To summarize: oral history might be understood as a self-conscious, disciplined conversation between two people about some aspect of the past considered by them to be of historical significance and intentionally recorded for the record. Although the conversation takes the form of an interview, in which one person—the interviewer—asks questions of another person—variously Linda Shopes (“Making Sense of Oral History,” page 3) referred to as the interviewee or narrator—oral history is, at its heart, a dialogue. The questions of the interviewer, deriving from a particular frame of reference or historical interest, elicit certain responses from the narrator, deriving from that person’s frame of reference, that person’s sense of what is important or what he or she thinks is important to tell the interviewer. The narrator’s response in turn shapes the interviewer’s subsequent questions, and on and on. To quote Alessandro Portelli, one of oral history’s most thoughtful practitioners, “Oral history . . . refers [to] what the source [i.e., the narrator] and the historian [i.e. the interviewer] do together at the moment of their encounter in the interview.” [Alessandro Portelli, The Battle of Valle Giulia: Oral History and the Art of Dialogue (Madison: The University of Wisconsin Press, 1997), 3].

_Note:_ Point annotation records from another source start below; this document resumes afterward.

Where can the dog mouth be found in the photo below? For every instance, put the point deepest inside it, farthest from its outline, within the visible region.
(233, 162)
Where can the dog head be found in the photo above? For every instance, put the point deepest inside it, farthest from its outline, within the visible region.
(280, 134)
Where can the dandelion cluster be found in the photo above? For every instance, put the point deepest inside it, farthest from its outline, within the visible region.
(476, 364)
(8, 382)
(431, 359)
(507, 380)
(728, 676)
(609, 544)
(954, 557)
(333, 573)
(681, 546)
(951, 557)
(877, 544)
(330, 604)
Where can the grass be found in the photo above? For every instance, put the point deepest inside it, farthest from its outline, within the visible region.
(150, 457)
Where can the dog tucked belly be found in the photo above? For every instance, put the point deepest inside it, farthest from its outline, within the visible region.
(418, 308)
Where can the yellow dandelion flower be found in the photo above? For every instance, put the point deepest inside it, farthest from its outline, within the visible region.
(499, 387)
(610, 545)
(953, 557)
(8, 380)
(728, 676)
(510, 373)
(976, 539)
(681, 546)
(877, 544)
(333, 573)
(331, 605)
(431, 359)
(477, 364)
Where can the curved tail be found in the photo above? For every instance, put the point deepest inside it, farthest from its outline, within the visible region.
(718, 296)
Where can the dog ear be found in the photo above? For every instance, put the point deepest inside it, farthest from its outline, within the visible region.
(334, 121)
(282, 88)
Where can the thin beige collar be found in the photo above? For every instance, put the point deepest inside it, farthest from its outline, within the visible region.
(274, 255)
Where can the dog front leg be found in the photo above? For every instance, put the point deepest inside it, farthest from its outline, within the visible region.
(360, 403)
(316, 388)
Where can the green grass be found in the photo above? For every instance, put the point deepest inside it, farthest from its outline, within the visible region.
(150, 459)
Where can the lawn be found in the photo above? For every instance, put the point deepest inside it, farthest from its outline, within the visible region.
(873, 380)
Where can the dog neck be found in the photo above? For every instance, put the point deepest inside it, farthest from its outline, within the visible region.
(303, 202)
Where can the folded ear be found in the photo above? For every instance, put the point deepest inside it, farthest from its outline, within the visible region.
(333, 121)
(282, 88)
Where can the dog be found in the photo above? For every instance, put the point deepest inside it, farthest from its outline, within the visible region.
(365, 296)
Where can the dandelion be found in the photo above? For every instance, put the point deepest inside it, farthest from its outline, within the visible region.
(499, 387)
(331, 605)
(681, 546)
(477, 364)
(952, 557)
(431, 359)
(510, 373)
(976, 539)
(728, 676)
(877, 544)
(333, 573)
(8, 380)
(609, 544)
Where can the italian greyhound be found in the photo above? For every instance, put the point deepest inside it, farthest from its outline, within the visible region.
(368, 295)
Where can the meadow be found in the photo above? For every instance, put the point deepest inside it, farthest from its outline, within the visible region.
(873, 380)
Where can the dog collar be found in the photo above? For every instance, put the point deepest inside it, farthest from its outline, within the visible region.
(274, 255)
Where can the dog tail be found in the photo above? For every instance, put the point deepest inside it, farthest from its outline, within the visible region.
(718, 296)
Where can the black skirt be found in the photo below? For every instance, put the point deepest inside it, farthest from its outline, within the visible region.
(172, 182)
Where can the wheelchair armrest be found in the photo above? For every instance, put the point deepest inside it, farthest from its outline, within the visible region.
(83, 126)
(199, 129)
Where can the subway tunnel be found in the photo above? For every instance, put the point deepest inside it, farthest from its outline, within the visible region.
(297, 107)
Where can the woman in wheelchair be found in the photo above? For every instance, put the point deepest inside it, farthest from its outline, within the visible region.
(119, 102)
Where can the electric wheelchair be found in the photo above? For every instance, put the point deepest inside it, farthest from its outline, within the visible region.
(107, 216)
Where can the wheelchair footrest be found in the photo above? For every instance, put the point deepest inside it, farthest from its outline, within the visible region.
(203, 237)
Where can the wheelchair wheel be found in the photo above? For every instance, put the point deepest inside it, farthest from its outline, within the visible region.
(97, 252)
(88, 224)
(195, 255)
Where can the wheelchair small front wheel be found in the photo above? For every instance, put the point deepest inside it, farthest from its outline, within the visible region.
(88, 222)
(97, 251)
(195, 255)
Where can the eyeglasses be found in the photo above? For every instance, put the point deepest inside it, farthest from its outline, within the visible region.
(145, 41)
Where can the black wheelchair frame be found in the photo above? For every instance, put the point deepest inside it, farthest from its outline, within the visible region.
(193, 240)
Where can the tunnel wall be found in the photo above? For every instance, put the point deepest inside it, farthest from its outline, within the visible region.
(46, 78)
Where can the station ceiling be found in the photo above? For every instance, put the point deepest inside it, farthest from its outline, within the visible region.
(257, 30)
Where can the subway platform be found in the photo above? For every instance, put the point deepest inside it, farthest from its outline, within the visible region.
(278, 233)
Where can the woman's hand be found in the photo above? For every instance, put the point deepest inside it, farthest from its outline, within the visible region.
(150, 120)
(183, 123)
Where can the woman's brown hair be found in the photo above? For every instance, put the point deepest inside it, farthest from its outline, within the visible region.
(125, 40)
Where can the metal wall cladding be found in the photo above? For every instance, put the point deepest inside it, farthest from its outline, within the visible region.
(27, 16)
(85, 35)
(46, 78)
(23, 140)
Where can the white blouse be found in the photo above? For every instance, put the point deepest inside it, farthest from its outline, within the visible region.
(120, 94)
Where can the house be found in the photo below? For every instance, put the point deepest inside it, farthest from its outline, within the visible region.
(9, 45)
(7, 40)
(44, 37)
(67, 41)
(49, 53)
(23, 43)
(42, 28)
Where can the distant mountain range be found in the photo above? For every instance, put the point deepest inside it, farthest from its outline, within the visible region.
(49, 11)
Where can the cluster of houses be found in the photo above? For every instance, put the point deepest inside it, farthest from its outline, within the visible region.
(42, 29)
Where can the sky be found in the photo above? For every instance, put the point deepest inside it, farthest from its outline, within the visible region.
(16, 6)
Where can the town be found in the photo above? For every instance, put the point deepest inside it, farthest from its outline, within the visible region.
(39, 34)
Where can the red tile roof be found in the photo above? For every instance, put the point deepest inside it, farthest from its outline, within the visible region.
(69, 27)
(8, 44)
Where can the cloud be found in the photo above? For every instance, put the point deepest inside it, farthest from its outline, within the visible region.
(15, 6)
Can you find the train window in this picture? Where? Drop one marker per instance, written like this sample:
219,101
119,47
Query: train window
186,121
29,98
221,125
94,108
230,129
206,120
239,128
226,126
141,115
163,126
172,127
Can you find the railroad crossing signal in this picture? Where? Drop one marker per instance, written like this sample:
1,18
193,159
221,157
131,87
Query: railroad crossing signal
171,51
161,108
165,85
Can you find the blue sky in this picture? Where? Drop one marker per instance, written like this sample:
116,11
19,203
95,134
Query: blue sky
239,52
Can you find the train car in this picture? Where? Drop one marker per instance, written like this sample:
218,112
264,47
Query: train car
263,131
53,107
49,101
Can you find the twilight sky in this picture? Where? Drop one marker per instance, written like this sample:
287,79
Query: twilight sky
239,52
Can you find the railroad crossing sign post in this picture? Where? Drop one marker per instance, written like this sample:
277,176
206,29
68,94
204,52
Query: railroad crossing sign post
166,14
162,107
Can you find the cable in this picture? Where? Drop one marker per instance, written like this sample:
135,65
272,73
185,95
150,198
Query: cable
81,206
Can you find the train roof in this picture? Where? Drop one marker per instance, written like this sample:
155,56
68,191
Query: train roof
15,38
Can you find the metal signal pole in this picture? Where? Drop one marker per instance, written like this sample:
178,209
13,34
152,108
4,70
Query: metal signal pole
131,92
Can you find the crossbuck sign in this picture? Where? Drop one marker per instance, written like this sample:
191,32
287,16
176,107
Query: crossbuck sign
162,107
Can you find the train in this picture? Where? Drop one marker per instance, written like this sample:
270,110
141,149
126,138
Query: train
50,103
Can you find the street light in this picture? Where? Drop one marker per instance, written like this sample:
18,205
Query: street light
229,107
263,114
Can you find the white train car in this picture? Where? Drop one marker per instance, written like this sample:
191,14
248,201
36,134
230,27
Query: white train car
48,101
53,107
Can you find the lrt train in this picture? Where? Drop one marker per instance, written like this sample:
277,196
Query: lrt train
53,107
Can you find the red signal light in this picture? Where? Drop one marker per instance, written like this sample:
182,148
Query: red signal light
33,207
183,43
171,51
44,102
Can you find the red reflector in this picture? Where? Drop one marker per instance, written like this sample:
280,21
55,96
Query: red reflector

The best interviews have a measured, thinking-out-loud quality, as perceptive questions work and rework a particular topic, encouraging the narrator to remember details, seeking to clarify that which is muddled, making connections among seemingly disconnected recollections, challenging contradictions, evoking assessments of what it all meant then and what it means now. The best interviewers listen carefully between the lines of what is said for what the narrator is trying to get at and then have the presence of mind, sometimes the courage, to ask the hard questions. Yet all interviews are shaped by the context within which they are conducted [the purpose of the interview, the extent to which both interviewer and interviewee have prepared for it, their states of mind and physical condition, etc.] as well as the particular interpersonal dynamic between narrator and interviewer: an interview can be a history lecture, a confessional, a verbal sparring match, an exercise in nostalgia, or any other of the dozens of ways people talk about their experiences. Several years ago, for example, I interviewed a number of elderly Polish women who had worked in Baltimore’s canneries as children. I too am of Polish descent and these women were similar in age and social position to my mother’s older sisters. In interview after interview, as we talked about the narrator's life as an immigrant daughter and working-class wife, her experiences as a casual laborer in an industry notorious for low wages and unpleasant working conditions, the narrator would blurt out with great force, “You have no idea how hard we had it!”, often rapping her finger on a table for emphasis. I had become a representative of the generation of the narrator's own children, who indeed have no idea how hard their parents and grandparents had it; what began as an interview thus became an impassioned conversation across the generations.